API Authentication and Access Control

Carbon Black App Control APIs are authenticated through an API token for the login account of the currently logged in console user. This token must be placed inside each HTTP request's X-Auth-Token header.

For access control, the best practice is to have a separate console user for each API client, with the minimum required access controls. However, the API client must have access permissions similar to what would be required to access the same objects through the console. For example, if an API client needs to access the event object, the user associated with an API token used in the client must have View events permission. See the full API documentation on GitHub for the permissions necessary for using each object and User Role Permissions for the steps needed to add or remove permissions. See also Using the App Control API to Add a Connector if you intend to use the API to add a connector to App Control.

Create an API User and Get its API Token

Perform the following procedure to create an API user and get its API token.

Important: Starting with version 8.11.0, API tokens can no longer be generated by admins for all users. A new user role called, "Use API" allows users to create their own API tokens on the user settings page. By default, the Administrator user group has this permission.

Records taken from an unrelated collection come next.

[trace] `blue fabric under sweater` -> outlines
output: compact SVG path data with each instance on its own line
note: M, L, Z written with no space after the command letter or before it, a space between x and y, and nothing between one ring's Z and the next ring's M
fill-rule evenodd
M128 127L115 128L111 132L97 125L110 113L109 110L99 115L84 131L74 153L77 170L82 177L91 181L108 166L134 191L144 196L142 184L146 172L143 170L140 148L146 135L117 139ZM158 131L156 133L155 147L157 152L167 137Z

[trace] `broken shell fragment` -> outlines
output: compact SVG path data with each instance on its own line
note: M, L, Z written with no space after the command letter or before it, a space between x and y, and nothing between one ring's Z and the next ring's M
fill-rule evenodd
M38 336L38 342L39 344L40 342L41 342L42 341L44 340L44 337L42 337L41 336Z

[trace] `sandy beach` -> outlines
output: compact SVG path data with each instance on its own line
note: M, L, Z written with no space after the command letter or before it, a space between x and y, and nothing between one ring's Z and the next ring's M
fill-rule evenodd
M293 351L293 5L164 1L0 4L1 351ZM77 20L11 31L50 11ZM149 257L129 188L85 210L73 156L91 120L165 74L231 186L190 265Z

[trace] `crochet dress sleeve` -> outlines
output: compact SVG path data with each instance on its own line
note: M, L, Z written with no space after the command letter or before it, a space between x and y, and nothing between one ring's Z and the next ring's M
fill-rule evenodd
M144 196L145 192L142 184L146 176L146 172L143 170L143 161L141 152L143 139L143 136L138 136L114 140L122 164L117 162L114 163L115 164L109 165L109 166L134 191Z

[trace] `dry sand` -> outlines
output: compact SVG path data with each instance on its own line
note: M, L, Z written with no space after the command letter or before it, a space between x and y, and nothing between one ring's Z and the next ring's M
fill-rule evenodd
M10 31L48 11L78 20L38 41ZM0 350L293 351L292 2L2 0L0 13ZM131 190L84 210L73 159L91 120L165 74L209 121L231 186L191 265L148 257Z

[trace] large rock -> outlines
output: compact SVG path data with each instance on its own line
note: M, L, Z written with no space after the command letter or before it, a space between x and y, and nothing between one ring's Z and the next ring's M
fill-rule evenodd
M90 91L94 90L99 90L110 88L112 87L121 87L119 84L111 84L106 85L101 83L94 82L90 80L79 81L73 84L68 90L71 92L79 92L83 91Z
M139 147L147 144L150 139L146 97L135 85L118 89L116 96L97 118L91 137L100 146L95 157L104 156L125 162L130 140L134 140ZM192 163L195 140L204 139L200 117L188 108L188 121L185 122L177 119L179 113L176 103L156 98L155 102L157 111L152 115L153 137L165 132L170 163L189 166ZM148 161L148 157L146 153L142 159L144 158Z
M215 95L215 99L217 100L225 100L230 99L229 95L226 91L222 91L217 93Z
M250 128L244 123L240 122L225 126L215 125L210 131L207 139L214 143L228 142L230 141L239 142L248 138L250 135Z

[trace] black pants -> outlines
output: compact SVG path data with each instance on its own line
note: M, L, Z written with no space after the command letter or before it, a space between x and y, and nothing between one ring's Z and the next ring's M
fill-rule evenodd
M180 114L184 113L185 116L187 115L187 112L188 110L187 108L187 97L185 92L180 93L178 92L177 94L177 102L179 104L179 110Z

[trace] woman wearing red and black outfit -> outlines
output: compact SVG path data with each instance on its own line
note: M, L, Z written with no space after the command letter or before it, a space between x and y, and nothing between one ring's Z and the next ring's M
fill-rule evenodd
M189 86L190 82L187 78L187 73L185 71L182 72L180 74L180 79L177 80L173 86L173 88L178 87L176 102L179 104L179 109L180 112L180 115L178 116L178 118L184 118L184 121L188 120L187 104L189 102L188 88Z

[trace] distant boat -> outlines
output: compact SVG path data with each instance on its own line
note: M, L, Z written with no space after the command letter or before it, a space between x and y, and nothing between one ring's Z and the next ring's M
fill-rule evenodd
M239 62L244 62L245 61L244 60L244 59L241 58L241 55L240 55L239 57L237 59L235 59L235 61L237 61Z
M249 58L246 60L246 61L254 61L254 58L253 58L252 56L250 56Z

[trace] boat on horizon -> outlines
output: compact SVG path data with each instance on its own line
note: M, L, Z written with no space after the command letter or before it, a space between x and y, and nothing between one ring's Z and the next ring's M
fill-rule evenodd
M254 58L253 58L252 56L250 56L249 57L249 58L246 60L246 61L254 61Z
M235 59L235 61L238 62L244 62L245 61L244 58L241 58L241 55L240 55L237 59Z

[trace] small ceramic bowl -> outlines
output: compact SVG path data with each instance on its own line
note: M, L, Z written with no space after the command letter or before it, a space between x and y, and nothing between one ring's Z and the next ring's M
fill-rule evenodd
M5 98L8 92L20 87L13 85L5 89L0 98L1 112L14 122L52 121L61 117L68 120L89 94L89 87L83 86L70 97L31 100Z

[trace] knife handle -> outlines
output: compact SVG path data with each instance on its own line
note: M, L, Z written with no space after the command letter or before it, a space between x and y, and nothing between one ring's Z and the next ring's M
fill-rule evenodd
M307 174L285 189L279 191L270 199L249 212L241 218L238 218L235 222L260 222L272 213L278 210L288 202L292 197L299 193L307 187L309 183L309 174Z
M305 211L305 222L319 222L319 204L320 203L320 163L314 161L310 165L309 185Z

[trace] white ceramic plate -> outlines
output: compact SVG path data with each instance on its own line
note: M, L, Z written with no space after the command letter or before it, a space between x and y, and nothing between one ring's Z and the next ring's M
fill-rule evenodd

Upon upgrade from versions prior to 8.11.0, all users with API tokens will have the Use API permission added.

  1. Review the Carbon Black App Control API documentation on your server or GitHub to determine the permissions needed for your API client.
  2. On the console menu, click the Settings (gear) icon and click Login Accounts.
  3. Click the User Roles tab and then click the Add User Role button to open the Add User Role page.
  4. On the Add User Role page, provide a Name (for example, “API Connector Extensions”), add an optional Description, and check the box for each permission needed for your client. These permissions should include the “Use API” permission.
    Note: Some permissions depend upon others, and you must have permission to view an object if you also intend to change it.
  5. When you have configured the group, click the Enabled button in the Status line and click the Create & Exit button at the bottom of the page.
  6. Click the Users tab, and on the Login Accounts: Users page, click Add User.
  7. On the Add User page, provide a user name (for example, “API HashBanScript”) and password, and select the User Role you created.
  8. Provide any other information you choose in the other fields.
  9. Click the Save button at the bottom of the page.
  10. Log out of the console. Then log into the console as the new user and go to the User Settings menu item under its login name.
  11. At the bottom of the page, check the Show API token box and then click the Generate button. A string of characters displays in the API Token box.
    The API token character string
  12. Copy the API Token to a location in which you can copy it to your API code.
    Also make a record of the login user name with which the code is associated.
  13. Click the Save button at the bottom of the page.
    Caution:

    Do not use the API Token in any way that displays it in clear text. If the API Token is compromised, open the Edit Login Account page for the API user, check the Show API Token box, click Generate to produce a new token, and then click Save. Use the new token for authentication.

    To disable API access for a user that currently has permission, follow the steps above but click Clear instead of Generate. If server hardening is required, all API access should be removed.